Gelsenkirchen.

Die 15 Schauspieler vom Senioreneinsatzkommando gehen neue Wege: Mit ihrem Konzept ergründen sie den Grenzbereich zwischen Straßentheater und Alltag.

Das Gleis 8 am Gelsenkirchener Hauptbahnhof liegt normalerweise einsam und verlassen. Seit Jahren fahren hier keine Züge mehr. Dass der Bahnsteig am Samstag zur Kulisse einer Theaterszene wurde, merkten daher nur Insider. Denn es passierte – nichts. Die zehn beteiligten Seniorenschauspieler schlenderten auf und ab, telefonierten und warteten auf den Zug. Der natürlich nicht kam.

Die Szene gehörte zur ersten Inszenierung des Senioreneinsatzkommandos: 15 Senioren, die über das ganze Jahr verteilt an sieben Tagen sieben verschiedene Themen sozialkritisch beleuchten – und die Grenze zwischen Alltag und Theater, zwischen Realität und Inszenierung verschwimmen lassen.

Ein Theater ohne Publikum. Was steckt hinter der Idee? „Es geht darum, neue Erfahrungen zu machen, die Stadt aus einer anderen Perspektive wahrzunehmen“, beschreiben Georg Kentrup und Andrea Kramer vom Consol-Theater, die den Senioren mit Rat und Tat zur Seite stehen. Mit sieben Themen rund um Gelsenkirchen befasst sich die Gruppe in diesem Jahr, geht raus, beobachtet.

Straßentheater lässt Realitäten verschwimmen

Am Samstag mischte man sich zum ersten Mal unter die Leute. Das Thema: Mobilität. Klar, dass der Hauptbahnhof da der richtige Ort ist. Doch nicht immer blieben die Senioren so unbemerkt, wie an Gleis 8. Weiter unten, am Ticketautomat, sorgten sie viel Aufsehen. Während Schauspielerin Barbara Johnson, die als einzige Beteiligte noch jede Menge Zeit bis zur Rente hat, vergeblich mit dem Automaten und einem Hundert-Euro-Schein kämpfte, kam unter den Senioren in der Schlange Unruhe auf.

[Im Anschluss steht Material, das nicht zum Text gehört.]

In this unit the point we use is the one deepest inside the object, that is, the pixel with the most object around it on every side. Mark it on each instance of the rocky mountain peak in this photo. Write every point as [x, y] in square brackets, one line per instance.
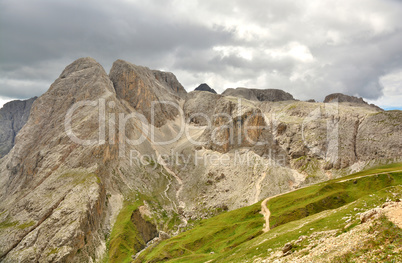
[205, 87]
[147, 90]
[259, 94]
[170, 81]
[340, 97]
[80, 64]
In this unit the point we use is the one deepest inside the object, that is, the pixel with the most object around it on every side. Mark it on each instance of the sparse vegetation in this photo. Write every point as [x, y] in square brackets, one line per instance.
[236, 236]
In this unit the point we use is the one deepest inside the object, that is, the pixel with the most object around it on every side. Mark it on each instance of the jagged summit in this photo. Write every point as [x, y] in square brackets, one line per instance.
[146, 89]
[340, 97]
[205, 87]
[259, 94]
[75, 182]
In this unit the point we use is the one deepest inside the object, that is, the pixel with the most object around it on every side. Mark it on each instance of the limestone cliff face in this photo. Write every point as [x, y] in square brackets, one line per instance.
[339, 97]
[147, 91]
[170, 81]
[61, 188]
[259, 94]
[13, 117]
[205, 87]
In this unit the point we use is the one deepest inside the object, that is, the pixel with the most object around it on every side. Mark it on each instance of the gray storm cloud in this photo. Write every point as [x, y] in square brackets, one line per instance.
[308, 48]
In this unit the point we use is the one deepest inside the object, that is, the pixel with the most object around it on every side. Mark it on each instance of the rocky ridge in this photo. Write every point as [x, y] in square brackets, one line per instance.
[259, 94]
[205, 87]
[71, 182]
[339, 97]
[13, 117]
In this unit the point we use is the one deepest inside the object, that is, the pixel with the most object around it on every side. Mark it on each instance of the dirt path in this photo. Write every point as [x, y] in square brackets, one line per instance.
[266, 213]
[354, 178]
[258, 187]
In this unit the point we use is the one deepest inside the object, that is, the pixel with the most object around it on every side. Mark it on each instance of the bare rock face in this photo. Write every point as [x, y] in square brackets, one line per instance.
[170, 81]
[259, 94]
[52, 200]
[59, 197]
[13, 117]
[147, 91]
[379, 136]
[339, 97]
[205, 87]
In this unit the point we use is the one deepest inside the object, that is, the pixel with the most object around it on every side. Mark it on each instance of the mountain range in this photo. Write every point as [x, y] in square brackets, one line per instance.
[105, 163]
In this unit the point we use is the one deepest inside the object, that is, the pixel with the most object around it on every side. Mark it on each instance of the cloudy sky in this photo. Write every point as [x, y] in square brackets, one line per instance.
[308, 48]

Als die angebotene Hilfe darin endete, dass der Geldschein vom Automaten gefressen wurde und schließlich in 2 Euro-Münzen auf dem Boden landete, war der Tumult perfekt. „So eine Szene bekommt eine ganze eigene Dynamik. Wenn sich Außenstehende einmischen, verschwimmen die Realitäten. Das ist extrem spannend“, stellt Georg Kentrup den Reiz dieses besonderen Straßentheaters heraus.

Spannend war es für die Senioren, aber auch für Regisseur Lee Beagley. „Normalerweise geht es beim Theater ja darum, sich zu darzustellen, zu inszenieren. Hier ist genau das Gegenteil der Fall: Du musst dich unsichtbar machen und trotzdem die Rolle verkörpern. Manchmal wird halt der Ticketautomat zur Hauptperson“, erklärt der Engländer, der sonst am Bremer Theater für seine Shakespeare-Inszenierungen gefeiert wird.